Yüzyüze Ne Anlatıyor? Konusu, Ana Fikri, Özeti

Cengiz Aytmatov'un Yüzyüze isimli hikâyesi, bir Kırgız köyündeki erkeklerin askere alınması neticesinde hayatlarını tek başlarına idame etme mecburiyetinde olan kadınları, onların çektiği çileleri anlatır. Bu kadınlardan hele bir tanesi vardır ki o, cesaret ve fedakarlık timsali olarak karşımıza çıkar: Topladığı buğday tanelerinden ekmek yapmaya çalışan, her türlü meşakkate rağmen yılmayan Seyde… Ve buna karşılık savaştan kaçıp mağaraya saklanan, cephede savaşan erkeklerin cesaretinden nasiplenmemiş İsmail… Seyde'nin aşkı İsmail… Aytmatov'un, yayımlandığı zaman hayli ses getiren hikayesi Yüzyüze okuyucuya birçok duyguyu tattırırken, aynı zamanda devlet ve fert çatışmasından da bahseder. Yazar bu hikaye için şöyle der: “Yüzyüze'de anlatmaya çalışılan ana konu devlet otoritesi ve bireyin karşı karşıya gelmesi olgusudur. Bu sadece Sovyetler Birliği'nde olan bir olgu değildir; bütün savaşlarda devlet ve birey çatışması vardır.”

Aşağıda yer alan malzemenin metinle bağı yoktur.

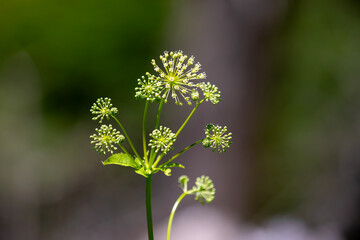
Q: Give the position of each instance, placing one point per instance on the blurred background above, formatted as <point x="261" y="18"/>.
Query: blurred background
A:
<point x="289" y="75"/>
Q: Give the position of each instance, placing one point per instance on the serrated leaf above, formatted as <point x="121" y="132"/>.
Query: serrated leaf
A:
<point x="121" y="159"/>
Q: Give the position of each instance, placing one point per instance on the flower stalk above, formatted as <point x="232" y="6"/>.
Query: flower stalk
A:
<point x="176" y="79"/>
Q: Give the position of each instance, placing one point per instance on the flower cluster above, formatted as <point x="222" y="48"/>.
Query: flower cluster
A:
<point x="174" y="79"/>
<point x="216" y="137"/>
<point x="162" y="139"/>
<point x="103" y="108"/>
<point x="106" y="138"/>
<point x="148" y="89"/>
<point x="183" y="180"/>
<point x="204" y="189"/>
<point x="211" y="92"/>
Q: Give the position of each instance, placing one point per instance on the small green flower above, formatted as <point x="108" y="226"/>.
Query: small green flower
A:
<point x="103" y="108"/>
<point x="162" y="139"/>
<point x="211" y="92"/>
<point x="217" y="137"/>
<point x="183" y="180"/>
<point x="106" y="138"/>
<point x="204" y="189"/>
<point x="178" y="75"/>
<point x="148" y="89"/>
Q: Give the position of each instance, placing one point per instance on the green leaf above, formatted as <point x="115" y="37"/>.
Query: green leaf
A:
<point x="121" y="159"/>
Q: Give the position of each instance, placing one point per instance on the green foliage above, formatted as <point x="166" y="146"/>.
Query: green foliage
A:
<point x="121" y="159"/>
<point x="176" y="79"/>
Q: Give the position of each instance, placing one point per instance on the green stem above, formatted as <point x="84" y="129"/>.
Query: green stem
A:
<point x="148" y="208"/>
<point x="188" y="118"/>
<point x="127" y="136"/>
<point x="159" y="113"/>
<point x="173" y="213"/>
<point x="144" y="134"/>
<point x="157" y="123"/>
<point x="178" y="154"/>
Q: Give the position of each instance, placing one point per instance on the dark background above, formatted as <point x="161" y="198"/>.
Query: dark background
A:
<point x="289" y="75"/>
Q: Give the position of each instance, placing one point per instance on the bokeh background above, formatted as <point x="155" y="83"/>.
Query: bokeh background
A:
<point x="289" y="74"/>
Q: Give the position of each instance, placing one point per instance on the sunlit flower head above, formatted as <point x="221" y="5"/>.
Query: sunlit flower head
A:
<point x="204" y="189"/>
<point x="162" y="139"/>
<point x="103" y="108"/>
<point x="176" y="77"/>
<point x="183" y="180"/>
<point x="217" y="138"/>
<point x="148" y="89"/>
<point x="106" y="139"/>
<point x="211" y="92"/>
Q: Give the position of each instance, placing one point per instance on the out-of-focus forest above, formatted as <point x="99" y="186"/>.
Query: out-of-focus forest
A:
<point x="289" y="73"/>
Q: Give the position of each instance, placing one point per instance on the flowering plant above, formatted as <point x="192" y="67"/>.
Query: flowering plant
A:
<point x="177" y="79"/>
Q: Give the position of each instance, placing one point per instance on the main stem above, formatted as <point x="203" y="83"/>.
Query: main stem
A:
<point x="126" y="135"/>
<point x="148" y="207"/>
<point x="173" y="213"/>
<point x="188" y="118"/>
<point x="144" y="134"/>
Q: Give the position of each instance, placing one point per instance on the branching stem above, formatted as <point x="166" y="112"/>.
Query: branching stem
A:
<point x="144" y="134"/>
<point x="178" y="154"/>
<point x="188" y="118"/>
<point x="127" y="137"/>
<point x="173" y="213"/>
<point x="148" y="207"/>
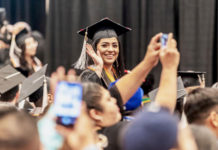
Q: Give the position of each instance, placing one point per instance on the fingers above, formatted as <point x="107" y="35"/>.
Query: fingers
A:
<point x="71" y="76"/>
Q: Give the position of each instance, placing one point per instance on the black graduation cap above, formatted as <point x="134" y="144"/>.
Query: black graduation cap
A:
<point x="105" y="28"/>
<point x="180" y="90"/>
<point x="32" y="83"/>
<point x="191" y="78"/>
<point x="9" y="78"/>
<point x="104" y="24"/>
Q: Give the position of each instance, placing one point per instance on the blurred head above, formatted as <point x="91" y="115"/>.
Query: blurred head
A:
<point x="204" y="137"/>
<point x="101" y="106"/>
<point x="202" y="107"/>
<point x="10" y="95"/>
<point x="17" y="131"/>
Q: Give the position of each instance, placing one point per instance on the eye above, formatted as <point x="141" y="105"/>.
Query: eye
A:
<point x="115" y="45"/>
<point x="104" y="45"/>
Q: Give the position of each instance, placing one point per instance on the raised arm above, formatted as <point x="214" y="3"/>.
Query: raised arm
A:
<point x="169" y="57"/>
<point x="128" y="84"/>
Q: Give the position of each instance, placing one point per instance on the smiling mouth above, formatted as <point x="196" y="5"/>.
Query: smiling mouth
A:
<point x="110" y="56"/>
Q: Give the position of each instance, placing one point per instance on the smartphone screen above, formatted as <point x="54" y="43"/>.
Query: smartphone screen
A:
<point x="164" y="39"/>
<point x="68" y="99"/>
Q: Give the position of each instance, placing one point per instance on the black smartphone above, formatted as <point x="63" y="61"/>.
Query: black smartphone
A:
<point x="67" y="103"/>
<point x="163" y="40"/>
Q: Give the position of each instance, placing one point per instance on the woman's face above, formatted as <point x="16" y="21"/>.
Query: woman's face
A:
<point x="110" y="113"/>
<point x="109" y="50"/>
<point x="31" y="46"/>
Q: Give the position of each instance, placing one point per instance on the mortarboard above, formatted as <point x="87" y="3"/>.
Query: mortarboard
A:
<point x="9" y="78"/>
<point x="104" y="24"/>
<point x="191" y="78"/>
<point x="32" y="83"/>
<point x="180" y="90"/>
<point x="105" y="28"/>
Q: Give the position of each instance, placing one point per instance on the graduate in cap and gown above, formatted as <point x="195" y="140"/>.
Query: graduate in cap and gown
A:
<point x="23" y="51"/>
<point x="109" y="66"/>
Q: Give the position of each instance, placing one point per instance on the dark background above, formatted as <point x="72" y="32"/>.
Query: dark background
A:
<point x="193" y="22"/>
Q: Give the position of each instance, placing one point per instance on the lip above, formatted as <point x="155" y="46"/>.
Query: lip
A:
<point x="109" y="56"/>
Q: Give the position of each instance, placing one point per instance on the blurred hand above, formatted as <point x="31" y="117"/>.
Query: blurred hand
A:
<point x="152" y="54"/>
<point x="170" y="56"/>
<point x="96" y="58"/>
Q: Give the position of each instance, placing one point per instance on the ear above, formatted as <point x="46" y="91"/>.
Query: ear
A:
<point x="214" y="119"/>
<point x="96" y="115"/>
<point x="16" y="98"/>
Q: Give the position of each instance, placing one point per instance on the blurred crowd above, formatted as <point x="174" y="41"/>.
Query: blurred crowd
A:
<point x="112" y="108"/>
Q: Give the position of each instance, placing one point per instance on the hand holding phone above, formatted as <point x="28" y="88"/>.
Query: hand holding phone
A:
<point x="68" y="99"/>
<point x="163" y="40"/>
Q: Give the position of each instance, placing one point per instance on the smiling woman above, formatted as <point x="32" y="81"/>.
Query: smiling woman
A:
<point x="105" y="52"/>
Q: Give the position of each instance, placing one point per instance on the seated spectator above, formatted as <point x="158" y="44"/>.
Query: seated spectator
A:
<point x="155" y="128"/>
<point x="204" y="137"/>
<point x="201" y="108"/>
<point x="9" y="85"/>
<point x="18" y="130"/>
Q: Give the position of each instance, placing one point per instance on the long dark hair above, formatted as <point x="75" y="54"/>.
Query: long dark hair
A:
<point x="118" y="64"/>
<point x="92" y="94"/>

Yüzyüze Alıntıları - Sözleri

  • “İnsan birini seviyorsa, bu sevginin gerçek boyutu ancak ayrılık sırasında anlaşılır.”
  • "Şimdi bir tek arzu vardı içinde: Evden kaçmak, böyle bir insanı görmemek, böyle bir insanın bulunabileceğini düşünmemek için, hıçkıra hıçkıra, rastgele koşmak!"
  • "Gözünün bütün yaşlarını dökerek ağlamak istiyordu, ağlayamıyordu."
  • "Dilediği halde yapamadığı her arzusu, yüreğine bir yara gibi oturdu."
  • "Ama artık vakit geçmişti ve geçen zaman geri gelmezdi."
  • İnsan birini seviyorsa, bu sevginin gerçek boyutu ancak ayrılık sırasında anlaşılır...
  • "Zamanın bu kadar çabuk geçmesi ne korkunç bir şey..."
  • "Gerekirse daha uzaklara da gideriz. Nereye olursa giderim onunla.. tek yanımda olsun!.."
  • İnsan birini seviyorsa, Bu sevginin gerçek boyutu ancak ayrılık sırasında anlaşılır.
  • "Bir erkek ağladığını belli etmemeli, gözyaşlarını göstermemeliydi."
  • İnsan birini seviyorsa, bu sevginin gerçek boyutu ancak ayrılık sırasında anlaşılır.

Yüzyüze İncelemesi - Şahsi Yorumlar

Kırgız köyünde askere giden fakat sonra cesaret kırıntısından yoksun olduğu için askerden kaçan İsmail ve aklın almayacağı derecede fedakar ve cesur Seyde’nin hikayesi. Erkeği saklandığı mağarada aç kalmasın diye canını dişine takıp yemek yapan, herkesi karşısına alıp son ana kadar kocasını kollayan Seyde, bir yerde tükeniyor. Kocasının davranışları (ki ben bunu kibarca karaktersizlik diye nitelendiriyorum) karşısında yıkılıyor, yaşlanıyor. Çocuğu ve ihtiyar kaynanası için dayandığı zor günler; biriken olaylar neticesinde Seyde’nin dizlerini büküyor. Sonunda fedakarlığının karşılıksız olduğunu ve değer bilmediğini anlıyor. Zamanımızda nice Seydeler, İsmailler tarafından hor görülüyor; kendi ezikliğinin, korkaklığının ya da eksikliğinin acısını kadınlardan çıkarıyor. Yazar kitabının konusunun, devlet otoritesi ve bireylerin karşı karşıya gelmesi yani devlet-birey çatışması olduğunu söylüyor. Bana kalırsa iyi çizilmiş bir kadın karakteri okuyoruz. (Merve Yzc)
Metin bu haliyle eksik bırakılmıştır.